Davalılar vekili, Rekabet Kurumu tebliğinin yürürlükte olduğu 01.03.2005 tarihinde 15 yıl süreli intifa hakkı tesisini içeren sözleşmeyi akdetmek ve tapuda intifa hakkının tesisini gerçekleştirmek suretiyle kusurlu olduğunu, ayrıca geçiş dönemi içerisinde (yani 18.09.2005 tarihine kadar) yasaya uyumlu hale getirerek 5 yılla sınırlamadığını, kaldı ki davacının sebepsiz zenginleşmeye dayalı taleplerinin kanunun amir hükmü gereğince zamanaşımına uğradığını, müvekkile ödenen inkişaf bedelinin amacına uygun olarak kullanıldığını, dava konusu istasyonun malikinin de işleticisinin de ... AŞ. olduğu için ödenen intifa ve inkişaf bedelinden ..."in sorumlu tutulmasının mümkün olmadığını savunarak, davanın reddini istemiştir.

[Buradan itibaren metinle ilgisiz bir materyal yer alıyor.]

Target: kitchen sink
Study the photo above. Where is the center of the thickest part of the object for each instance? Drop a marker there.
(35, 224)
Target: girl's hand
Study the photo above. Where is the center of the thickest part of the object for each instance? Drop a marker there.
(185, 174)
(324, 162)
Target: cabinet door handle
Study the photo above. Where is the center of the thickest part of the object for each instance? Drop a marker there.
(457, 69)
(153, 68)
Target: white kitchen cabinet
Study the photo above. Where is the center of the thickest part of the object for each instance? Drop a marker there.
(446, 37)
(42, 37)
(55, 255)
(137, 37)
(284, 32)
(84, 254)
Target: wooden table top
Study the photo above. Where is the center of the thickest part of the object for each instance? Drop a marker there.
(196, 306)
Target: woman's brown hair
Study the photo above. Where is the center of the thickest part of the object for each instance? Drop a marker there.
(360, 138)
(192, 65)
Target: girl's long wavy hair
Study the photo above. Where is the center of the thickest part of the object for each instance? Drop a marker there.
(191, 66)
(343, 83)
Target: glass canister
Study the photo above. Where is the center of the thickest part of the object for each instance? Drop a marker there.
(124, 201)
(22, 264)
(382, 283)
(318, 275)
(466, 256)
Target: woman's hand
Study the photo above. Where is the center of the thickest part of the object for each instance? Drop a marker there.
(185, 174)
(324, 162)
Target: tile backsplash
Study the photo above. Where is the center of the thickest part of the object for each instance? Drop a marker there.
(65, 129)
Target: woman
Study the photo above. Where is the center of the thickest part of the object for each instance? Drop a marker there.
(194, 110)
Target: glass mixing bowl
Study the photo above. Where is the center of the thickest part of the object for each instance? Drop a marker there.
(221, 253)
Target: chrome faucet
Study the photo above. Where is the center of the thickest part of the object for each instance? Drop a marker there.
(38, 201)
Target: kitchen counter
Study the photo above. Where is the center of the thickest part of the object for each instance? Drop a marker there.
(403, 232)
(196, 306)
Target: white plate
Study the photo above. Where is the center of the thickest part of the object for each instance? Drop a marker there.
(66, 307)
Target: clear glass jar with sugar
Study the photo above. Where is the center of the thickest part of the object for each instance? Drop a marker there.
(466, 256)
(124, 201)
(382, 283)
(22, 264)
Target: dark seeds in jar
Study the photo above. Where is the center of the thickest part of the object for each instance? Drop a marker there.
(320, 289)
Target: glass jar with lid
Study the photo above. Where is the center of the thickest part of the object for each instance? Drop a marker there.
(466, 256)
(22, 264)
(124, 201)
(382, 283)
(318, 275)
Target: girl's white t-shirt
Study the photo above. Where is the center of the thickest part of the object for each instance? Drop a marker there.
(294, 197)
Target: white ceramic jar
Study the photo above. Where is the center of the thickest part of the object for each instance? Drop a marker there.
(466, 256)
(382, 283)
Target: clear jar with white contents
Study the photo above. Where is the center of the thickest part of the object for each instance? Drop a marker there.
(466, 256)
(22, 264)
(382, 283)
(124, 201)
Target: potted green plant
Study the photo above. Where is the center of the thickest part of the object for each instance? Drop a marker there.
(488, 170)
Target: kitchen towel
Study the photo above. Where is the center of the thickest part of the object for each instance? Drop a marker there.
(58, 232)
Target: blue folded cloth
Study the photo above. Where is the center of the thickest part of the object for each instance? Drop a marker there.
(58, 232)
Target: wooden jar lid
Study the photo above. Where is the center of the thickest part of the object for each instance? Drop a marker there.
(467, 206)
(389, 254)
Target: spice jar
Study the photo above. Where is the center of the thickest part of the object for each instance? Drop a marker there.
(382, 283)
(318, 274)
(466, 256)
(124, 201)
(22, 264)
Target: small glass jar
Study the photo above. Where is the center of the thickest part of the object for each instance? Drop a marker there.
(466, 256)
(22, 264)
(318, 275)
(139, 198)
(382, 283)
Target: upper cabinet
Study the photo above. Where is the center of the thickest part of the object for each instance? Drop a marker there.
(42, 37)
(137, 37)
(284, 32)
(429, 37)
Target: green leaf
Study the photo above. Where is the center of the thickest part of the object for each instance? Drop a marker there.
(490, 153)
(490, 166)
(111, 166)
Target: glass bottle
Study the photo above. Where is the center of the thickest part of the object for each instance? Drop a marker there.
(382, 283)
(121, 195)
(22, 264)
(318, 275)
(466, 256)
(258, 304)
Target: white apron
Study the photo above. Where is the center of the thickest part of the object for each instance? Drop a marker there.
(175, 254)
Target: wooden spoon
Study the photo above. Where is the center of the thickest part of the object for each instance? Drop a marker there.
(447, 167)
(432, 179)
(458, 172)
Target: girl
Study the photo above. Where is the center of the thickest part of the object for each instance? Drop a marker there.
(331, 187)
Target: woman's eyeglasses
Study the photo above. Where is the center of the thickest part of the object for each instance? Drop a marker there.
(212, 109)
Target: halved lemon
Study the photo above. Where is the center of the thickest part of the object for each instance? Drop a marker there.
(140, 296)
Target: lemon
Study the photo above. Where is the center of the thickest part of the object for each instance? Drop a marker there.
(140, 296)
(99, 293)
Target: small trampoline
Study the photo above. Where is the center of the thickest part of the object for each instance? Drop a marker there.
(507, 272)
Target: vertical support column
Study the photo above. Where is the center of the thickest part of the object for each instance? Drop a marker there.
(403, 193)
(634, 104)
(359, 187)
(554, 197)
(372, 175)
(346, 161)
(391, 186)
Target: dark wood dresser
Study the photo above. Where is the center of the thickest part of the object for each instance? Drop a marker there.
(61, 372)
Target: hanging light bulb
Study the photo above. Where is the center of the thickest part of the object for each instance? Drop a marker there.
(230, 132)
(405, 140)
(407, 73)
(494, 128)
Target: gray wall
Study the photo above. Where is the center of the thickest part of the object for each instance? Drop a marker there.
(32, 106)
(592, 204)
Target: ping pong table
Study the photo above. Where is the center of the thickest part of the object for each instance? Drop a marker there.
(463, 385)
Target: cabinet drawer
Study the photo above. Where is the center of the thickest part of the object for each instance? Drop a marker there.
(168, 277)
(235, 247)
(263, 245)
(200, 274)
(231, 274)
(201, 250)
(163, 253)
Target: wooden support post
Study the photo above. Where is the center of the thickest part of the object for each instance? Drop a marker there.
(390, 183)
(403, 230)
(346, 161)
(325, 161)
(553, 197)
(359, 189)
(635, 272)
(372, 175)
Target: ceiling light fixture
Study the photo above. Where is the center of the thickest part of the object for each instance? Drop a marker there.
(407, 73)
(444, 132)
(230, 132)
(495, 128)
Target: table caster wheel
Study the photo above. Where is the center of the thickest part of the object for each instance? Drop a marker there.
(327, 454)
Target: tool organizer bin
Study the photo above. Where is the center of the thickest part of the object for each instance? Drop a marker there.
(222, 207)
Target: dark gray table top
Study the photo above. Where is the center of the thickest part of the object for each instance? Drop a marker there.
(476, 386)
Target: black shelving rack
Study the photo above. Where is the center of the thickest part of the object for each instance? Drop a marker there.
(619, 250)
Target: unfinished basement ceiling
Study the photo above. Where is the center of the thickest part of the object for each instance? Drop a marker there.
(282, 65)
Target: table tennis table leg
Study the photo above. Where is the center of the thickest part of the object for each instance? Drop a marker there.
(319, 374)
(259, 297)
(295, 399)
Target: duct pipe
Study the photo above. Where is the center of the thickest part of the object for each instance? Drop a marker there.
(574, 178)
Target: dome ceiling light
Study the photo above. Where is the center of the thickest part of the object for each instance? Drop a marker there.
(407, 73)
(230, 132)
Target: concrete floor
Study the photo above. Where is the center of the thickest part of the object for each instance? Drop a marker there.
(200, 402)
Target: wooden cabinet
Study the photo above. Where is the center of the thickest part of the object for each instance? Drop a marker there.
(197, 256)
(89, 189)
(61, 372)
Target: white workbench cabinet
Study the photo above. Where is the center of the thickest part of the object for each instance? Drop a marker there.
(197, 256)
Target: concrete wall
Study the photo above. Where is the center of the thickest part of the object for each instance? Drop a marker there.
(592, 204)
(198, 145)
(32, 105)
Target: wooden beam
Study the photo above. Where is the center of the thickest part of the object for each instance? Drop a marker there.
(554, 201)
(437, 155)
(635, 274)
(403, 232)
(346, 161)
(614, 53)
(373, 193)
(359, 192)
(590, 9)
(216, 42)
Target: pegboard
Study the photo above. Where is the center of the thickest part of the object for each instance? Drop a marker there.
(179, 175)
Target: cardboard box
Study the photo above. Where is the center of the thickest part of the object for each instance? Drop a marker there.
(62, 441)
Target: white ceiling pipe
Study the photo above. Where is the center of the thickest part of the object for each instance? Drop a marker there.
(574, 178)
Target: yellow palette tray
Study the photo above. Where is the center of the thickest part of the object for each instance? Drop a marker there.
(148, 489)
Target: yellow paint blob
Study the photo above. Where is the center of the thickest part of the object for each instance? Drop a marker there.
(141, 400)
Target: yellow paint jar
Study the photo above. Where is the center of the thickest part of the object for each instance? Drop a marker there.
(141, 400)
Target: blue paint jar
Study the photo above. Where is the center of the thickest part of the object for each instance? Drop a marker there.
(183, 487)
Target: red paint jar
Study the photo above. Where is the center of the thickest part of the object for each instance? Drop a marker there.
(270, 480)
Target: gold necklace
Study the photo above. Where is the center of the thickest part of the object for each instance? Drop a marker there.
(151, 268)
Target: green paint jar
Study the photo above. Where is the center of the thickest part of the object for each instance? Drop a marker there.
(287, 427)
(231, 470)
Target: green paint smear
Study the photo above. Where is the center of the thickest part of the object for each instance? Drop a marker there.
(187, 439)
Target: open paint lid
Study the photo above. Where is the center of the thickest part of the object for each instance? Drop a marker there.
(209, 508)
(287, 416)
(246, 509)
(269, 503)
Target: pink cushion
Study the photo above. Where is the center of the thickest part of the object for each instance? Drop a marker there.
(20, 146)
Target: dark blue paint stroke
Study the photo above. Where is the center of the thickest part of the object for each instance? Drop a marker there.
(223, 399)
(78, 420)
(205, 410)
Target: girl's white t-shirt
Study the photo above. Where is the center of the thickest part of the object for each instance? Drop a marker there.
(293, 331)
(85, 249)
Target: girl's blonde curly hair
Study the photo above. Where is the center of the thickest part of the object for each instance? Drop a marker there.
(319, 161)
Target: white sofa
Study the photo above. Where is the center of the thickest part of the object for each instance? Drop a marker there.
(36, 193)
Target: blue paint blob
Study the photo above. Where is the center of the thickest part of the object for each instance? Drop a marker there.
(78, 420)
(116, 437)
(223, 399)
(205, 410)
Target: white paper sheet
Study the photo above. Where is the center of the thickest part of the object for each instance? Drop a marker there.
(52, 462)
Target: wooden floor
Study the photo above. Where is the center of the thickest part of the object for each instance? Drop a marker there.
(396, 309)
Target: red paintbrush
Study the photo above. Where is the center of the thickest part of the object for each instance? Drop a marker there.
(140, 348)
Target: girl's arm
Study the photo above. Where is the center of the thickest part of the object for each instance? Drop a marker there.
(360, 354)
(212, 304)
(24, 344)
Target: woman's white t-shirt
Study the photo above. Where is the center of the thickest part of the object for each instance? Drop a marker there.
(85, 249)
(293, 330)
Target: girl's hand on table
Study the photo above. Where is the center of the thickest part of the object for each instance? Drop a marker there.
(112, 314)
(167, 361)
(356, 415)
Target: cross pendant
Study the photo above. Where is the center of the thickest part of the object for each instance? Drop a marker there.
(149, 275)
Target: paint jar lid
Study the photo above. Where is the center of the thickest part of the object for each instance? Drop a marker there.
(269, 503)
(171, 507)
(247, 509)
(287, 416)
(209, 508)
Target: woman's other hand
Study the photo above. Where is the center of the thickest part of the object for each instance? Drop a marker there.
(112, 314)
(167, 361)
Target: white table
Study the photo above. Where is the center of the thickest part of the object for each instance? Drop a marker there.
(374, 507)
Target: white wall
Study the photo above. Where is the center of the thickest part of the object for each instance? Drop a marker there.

Birleşen davada davacı ... A.Ş. vekili ise, teminat mektuplarının iadesi ile faturaya bağlanmış bulunan 156.496,34 TL tutarındaki müvekkili şirket alacağından şimdilik 10.000.- TL"lik kısmının ödenmesi gerektiği tarihten itibaren hesaplanacak reeskont faizi ile birlikte tahsilini talep ve dava etmiş, yargılama sırasında teminat mektuplarından birisinin süresi sona erdiği için hükümsüz olduğunu, 200.000.- TL"lik diğer banka teminat mektubunun iadesine karar verilmesi gerektiğini, bu nedenle 400.000.- TL üzerinden değil, 200.000.- TL üzerinden eksik harcın ikmali gerektiğini belirtmiş, ayrıca 10.000.- TL alacak talebini 156.495,84 TL olarak ıslah ederek harcını yatırmıştır.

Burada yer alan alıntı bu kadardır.